Epidemiology, Incidence and Mortality of Bladder Cancer and their Relationship with the Development Index in the World

  • Mahdavifar, Neda (Department of Epidemiology and Biostatistics, Zahedan University of Medical Sciences) ;
  • Ghoncheh, Mahshid (Department of Epidemiology and Biostatistics, Hamadan University of medical sciences) ;
  • Pakzad, Reza (Department of Epidemiology and Biostatistics, school of public health, Tehran University of medical sciences) ;
  • Momenimovahed, Zohre (Qom University of Medical Sciences) ;
  • Salehiniya, Hamid (Department of Epidemiology and Biostatistics, school of public health, Tehran University of medical sciences)

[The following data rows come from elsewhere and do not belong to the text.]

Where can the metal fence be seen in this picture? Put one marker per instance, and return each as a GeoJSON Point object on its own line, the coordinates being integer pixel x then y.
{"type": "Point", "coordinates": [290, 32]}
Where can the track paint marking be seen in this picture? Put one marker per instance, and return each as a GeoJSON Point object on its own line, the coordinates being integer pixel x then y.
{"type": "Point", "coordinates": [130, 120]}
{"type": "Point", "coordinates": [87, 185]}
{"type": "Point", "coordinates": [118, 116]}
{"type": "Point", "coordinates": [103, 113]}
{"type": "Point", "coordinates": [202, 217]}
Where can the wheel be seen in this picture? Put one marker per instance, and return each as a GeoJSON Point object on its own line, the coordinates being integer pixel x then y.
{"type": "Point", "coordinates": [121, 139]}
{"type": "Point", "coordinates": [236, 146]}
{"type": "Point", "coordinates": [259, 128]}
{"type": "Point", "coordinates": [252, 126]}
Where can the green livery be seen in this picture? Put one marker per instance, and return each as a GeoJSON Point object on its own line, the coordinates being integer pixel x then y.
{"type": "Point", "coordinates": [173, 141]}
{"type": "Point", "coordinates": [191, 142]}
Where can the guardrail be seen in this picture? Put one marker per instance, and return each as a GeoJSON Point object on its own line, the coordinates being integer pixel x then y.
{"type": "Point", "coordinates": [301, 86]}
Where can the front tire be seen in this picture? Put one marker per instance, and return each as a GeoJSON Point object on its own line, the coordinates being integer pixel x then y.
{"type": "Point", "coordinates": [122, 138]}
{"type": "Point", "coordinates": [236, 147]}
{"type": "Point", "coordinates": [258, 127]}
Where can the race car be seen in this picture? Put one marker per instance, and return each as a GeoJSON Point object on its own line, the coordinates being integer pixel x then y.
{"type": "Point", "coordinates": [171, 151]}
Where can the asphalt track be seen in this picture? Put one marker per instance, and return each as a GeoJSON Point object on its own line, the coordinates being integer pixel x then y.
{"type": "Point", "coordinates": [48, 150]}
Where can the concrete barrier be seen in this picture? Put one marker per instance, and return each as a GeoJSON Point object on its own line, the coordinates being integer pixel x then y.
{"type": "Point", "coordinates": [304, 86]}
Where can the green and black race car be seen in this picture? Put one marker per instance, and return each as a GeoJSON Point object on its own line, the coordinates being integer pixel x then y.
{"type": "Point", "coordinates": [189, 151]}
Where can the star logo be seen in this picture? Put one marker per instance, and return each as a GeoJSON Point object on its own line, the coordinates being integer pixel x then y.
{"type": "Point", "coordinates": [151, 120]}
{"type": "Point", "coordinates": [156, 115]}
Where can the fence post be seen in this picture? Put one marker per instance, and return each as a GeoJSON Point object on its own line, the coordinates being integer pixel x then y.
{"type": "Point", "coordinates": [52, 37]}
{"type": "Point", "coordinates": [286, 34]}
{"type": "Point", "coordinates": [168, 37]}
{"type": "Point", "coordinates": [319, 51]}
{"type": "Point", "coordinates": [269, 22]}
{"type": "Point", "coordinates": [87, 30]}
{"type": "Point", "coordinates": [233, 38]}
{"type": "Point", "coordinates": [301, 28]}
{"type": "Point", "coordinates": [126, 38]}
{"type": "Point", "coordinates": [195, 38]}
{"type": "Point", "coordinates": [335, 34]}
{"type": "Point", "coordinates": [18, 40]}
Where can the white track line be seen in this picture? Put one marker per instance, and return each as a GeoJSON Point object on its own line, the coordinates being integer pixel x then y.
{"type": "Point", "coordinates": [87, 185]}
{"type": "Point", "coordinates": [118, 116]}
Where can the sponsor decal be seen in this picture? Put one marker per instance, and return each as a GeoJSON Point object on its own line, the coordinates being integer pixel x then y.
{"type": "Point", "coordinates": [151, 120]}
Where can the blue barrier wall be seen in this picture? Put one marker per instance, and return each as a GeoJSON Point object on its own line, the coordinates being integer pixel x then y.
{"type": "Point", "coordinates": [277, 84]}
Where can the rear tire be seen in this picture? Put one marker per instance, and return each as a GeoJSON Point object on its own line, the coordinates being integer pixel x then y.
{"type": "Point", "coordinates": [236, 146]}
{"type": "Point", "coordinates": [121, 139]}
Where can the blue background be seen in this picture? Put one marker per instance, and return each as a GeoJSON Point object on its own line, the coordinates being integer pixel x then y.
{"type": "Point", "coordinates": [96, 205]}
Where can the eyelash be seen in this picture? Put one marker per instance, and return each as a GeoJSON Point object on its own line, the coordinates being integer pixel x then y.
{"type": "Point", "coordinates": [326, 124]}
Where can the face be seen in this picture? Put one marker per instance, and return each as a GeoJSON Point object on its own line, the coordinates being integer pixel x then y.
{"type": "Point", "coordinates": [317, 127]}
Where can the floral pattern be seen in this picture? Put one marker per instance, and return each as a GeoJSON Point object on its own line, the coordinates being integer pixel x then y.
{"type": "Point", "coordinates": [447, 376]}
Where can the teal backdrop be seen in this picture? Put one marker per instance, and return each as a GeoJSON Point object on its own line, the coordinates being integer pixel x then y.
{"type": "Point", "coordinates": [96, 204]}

  • Published : 2016.02.05


Background: Bladder cancer is an international public health problem. It is the ninth most common cancer and the fourteenth leading cause of death due to cancer worldwide. Given aging populations, the incidence of this cancer is rising. Information on the incidence and mortality of the disease, and their relationship with level of economic development is essential for better planning. The aim of the study was to investigate bladder cancer incidence and mortality rates, and their relationship with the the Human Development Index (HDI) in the world. Materials and Methods: Data were obtained from incidence and mortality rates presented by GLOBOCAN in 2012. Data on HDI and its components were extracted from the global bank site. The number and standardized incidence and mortality rates were reported by regions and the distribution of the disease were drawn in the world. For data analysis, the relationship between incidence and death rates, and HDI and its components was measured using correlation coefficients and SPSS software. The level of significance was set at 0.05. Results: In 2012, 429,793 bladder cancer cases and 165,084 bladder death cases occurred in the world. Five countries that had the highest age-standardized incidence were Belgium 17.5 per 100,000, Lebanon 16.6/100,000, Malta 15.8/100,000, Turkey 15.2/100,000, and Denmark 14.4/100,000. Five countries that had the highest age-standardized death rates were Turkey 6.6 per 100,000, Egypt 6.5/100,000, Iraq 6.3/100,000, Lebanon 6.3/100,000, and Mali 5.2/100,000. There was a positive linear relationship between the standardized incidence rate and HDI (r=0.653, P<0.001), so that there was a positive correlation between the standardized incidence rate with life expectancy at birth, average years of schooling, and the level of income per person of population. A positive linear relationship was also noted between the standardized mortality rate and HDI (r=0.308, P<0.001). There was a positive correlation between the standardized mortality rate with life expectancy at birth, average years of schooling, and the level of income per person of population. Conclusions: The incidence of bladder cancer in developed countries and parts of Africa was higher, while the highest mortality rate was observed in the countries of North Africa and the Middle East. The program for better treatment in developing countries to reduce mortality from the cancer and more detaiuled studies on the etiology of are essential.